When transitioning into real life, you will find that you have the freedom to do anything – and the power to choose to do the right things. By transitioning into real life too early, that temptation to steer off the right path can be very powerful, and highly attractive. Sober living can help you steel yourself and maintain your sobriety, finding alternative ways to deal with stress, cope with the cravings, and manage your struggles and challenges without opting for old habits.

The freedom to do anything, and the power to do the right thing. No matter how bad things get, sober living treatment gives you the ability to choose sobriety every time, even if it is the harder choice to make at first.

 

Learning To Live with Relapse

In addiction recovery, a relapse is defined as a deviation from the program, when someone who was previously clean uses again. Relapses occur for many reasons, from specific triggers that cause extreme urges and cravings, to emotional distress too great for someone in early recovery to handle.

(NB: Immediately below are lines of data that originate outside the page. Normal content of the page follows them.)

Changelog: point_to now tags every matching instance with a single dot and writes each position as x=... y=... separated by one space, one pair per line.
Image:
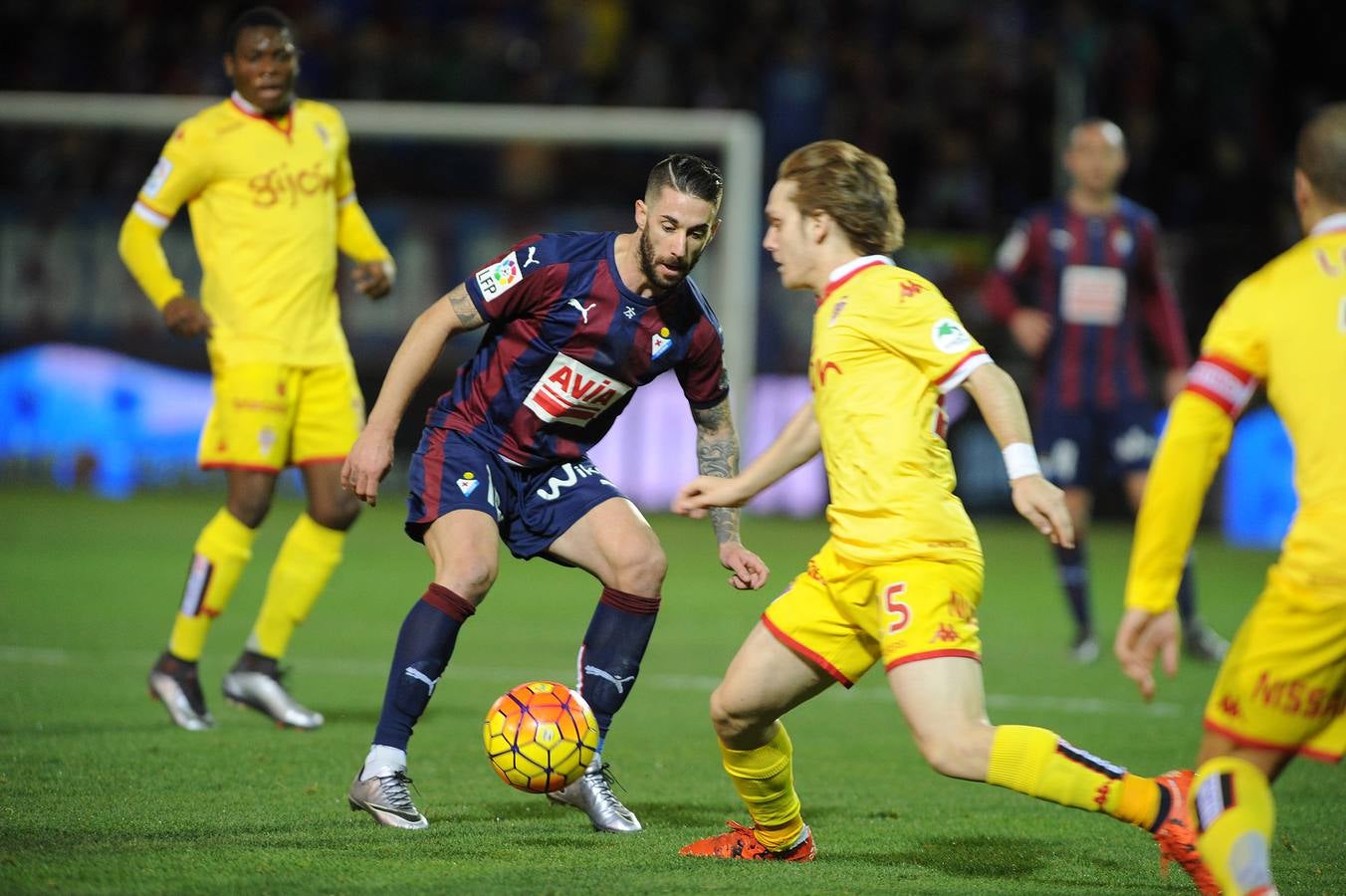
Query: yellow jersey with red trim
x=1285 y=328
x=887 y=345
x=270 y=202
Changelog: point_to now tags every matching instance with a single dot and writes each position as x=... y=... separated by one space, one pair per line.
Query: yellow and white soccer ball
x=540 y=736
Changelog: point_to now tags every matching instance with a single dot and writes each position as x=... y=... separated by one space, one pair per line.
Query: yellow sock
x=306 y=561
x=1039 y=763
x=1234 y=816
x=766 y=784
x=222 y=551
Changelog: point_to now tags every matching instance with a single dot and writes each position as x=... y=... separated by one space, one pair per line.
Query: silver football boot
x=255 y=682
x=175 y=685
x=386 y=798
x=592 y=795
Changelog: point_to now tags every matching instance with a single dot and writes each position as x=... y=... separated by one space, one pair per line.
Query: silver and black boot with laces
x=386 y=796
x=592 y=795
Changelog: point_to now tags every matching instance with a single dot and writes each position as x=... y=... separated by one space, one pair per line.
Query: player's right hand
x=186 y=318
x=1044 y=506
x=1142 y=638
x=703 y=493
x=1031 y=330
x=366 y=464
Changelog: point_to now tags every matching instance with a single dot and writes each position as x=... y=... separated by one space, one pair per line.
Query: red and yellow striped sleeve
x=182 y=171
x=1201 y=424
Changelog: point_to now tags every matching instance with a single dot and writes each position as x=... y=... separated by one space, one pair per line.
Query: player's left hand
x=1142 y=638
x=749 y=570
x=374 y=279
x=698 y=497
x=1044 y=506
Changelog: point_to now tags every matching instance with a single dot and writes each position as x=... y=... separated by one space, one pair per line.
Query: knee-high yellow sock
x=765 y=781
x=1235 y=816
x=1039 y=763
x=306 y=561
x=222 y=551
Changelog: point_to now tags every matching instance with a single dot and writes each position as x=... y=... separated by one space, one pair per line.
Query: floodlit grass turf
x=99 y=792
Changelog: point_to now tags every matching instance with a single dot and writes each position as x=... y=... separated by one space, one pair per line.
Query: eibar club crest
x=660 y=341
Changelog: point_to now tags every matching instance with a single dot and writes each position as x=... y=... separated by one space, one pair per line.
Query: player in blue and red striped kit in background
x=574 y=324
x=1077 y=282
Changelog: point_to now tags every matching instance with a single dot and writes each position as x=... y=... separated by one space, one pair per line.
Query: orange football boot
x=741 y=842
x=1177 y=837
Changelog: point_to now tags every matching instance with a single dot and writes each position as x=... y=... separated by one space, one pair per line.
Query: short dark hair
x=257 y=18
x=1322 y=152
x=689 y=175
x=849 y=186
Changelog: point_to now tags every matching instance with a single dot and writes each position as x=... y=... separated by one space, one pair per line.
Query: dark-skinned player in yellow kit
x=268 y=184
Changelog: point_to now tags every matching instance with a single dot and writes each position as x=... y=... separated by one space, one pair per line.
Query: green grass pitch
x=99 y=792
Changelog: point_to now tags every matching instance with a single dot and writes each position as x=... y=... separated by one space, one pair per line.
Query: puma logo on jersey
x=616 y=682
x=576 y=303
x=570 y=391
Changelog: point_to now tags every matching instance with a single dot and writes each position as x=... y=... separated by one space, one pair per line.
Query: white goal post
x=735 y=134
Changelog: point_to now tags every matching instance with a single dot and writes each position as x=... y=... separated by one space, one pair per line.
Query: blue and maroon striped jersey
x=565 y=347
x=1100 y=280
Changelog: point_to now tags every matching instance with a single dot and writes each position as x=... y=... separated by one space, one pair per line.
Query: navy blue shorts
x=1077 y=447
x=532 y=508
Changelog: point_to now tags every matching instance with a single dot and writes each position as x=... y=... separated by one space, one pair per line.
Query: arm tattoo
x=463 y=307
x=718 y=455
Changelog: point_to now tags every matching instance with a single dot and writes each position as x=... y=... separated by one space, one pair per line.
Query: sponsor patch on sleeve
x=949 y=336
x=1224 y=382
x=496 y=280
x=156 y=179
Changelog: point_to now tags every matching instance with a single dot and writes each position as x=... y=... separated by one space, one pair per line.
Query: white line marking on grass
x=23 y=655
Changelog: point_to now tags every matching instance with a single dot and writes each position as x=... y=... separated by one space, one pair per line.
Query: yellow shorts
x=844 y=616
x=1283 y=684
x=270 y=416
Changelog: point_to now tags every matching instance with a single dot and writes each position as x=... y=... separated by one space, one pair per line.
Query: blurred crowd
x=967 y=100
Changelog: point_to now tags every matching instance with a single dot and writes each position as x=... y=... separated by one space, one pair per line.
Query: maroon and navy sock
x=424 y=644
x=610 y=658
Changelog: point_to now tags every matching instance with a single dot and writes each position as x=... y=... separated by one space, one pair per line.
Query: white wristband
x=1020 y=460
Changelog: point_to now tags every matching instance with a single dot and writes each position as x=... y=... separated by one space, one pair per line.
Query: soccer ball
x=540 y=736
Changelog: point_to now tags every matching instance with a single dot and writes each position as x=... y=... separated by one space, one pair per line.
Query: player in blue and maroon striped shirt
x=573 y=325
x=1078 y=284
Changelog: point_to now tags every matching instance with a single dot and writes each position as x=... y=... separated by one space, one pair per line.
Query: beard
x=652 y=272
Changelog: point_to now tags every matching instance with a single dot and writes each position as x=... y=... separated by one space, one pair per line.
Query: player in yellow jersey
x=1281 y=689
x=899 y=580
x=268 y=184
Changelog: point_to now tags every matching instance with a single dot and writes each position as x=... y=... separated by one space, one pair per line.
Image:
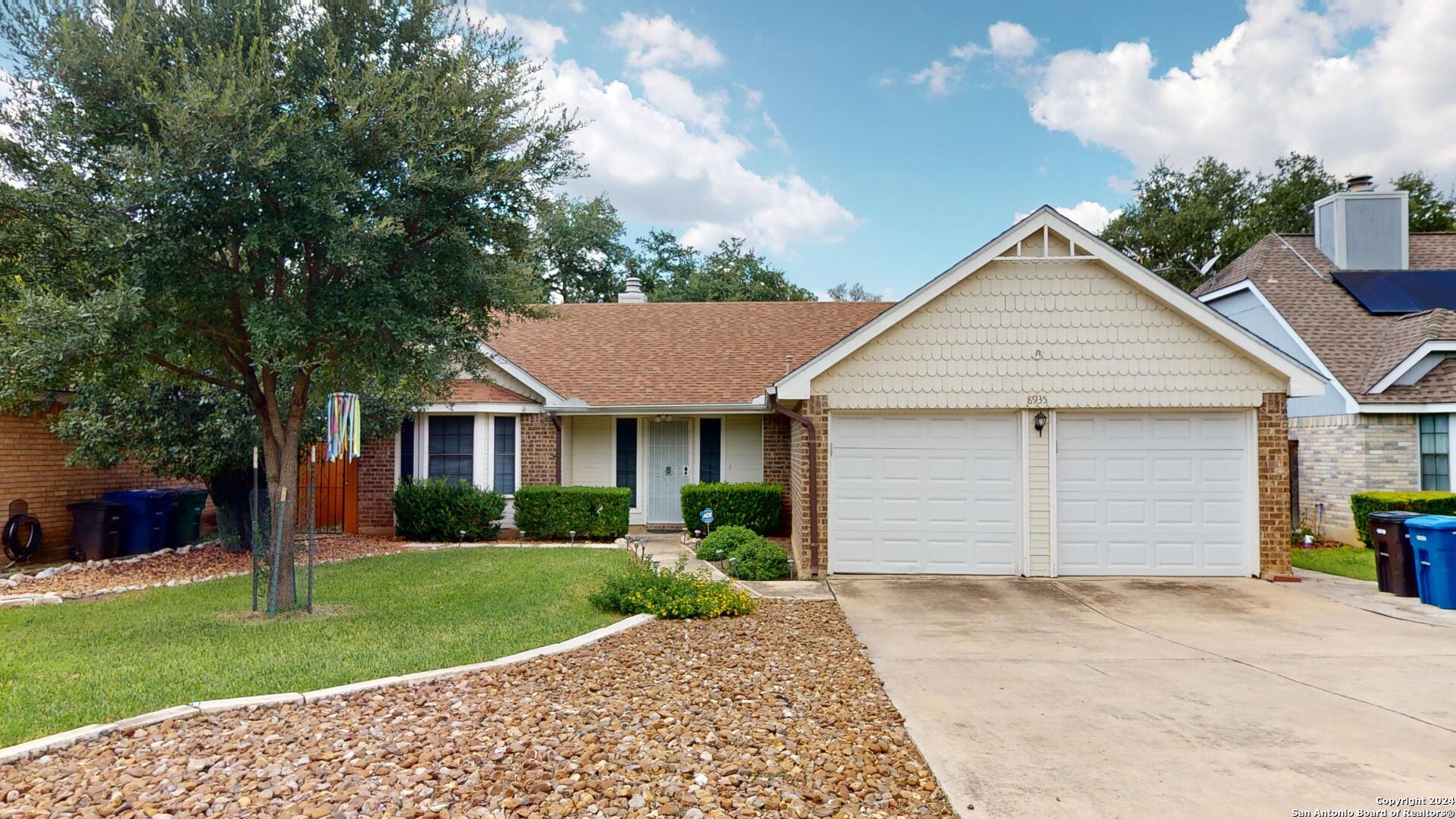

Relapses are most common in early recovery, when a person is still learning about their sobriety. However, it is not only the relapse that deals damage to your recovery – your perception of it affects how you act going forward. Many people relapse once or twice and give up, seeing it as a sign of emotional and mental weakness, and choosing a life of addiction as their only option.

This is terrible thinking. Relapses are not failures, they are setbacks. And life is full of them. Very rarely does someone do something perfectly. We all make mistakes, and have crude, difficult beginnings. Relapses are not a sign that you are incapable of getting better, they are a sign that you still have much to learn about your own addiction and what keeps you sober.

In other words, a relapse can be a teaching moment, and it always should. It should teach you to be mindful of certain triggers and avoid certain stimuli until you are more capable of confronting it, until you have a more solid foundation under your sobriety.

When you relapse, the best course of action is to get back on the horse, so to speak. Most people will hit a snag at some point in their early recovery, and the key to overcoming it and letting it not happen again is to simply not give up and be mindful.

If you let mistakes and misfortune turn into reasons to give up, then your recovery will be short lived. But if you turn them into learning opportunities to keep going, you are going to get through this addiction no matter what.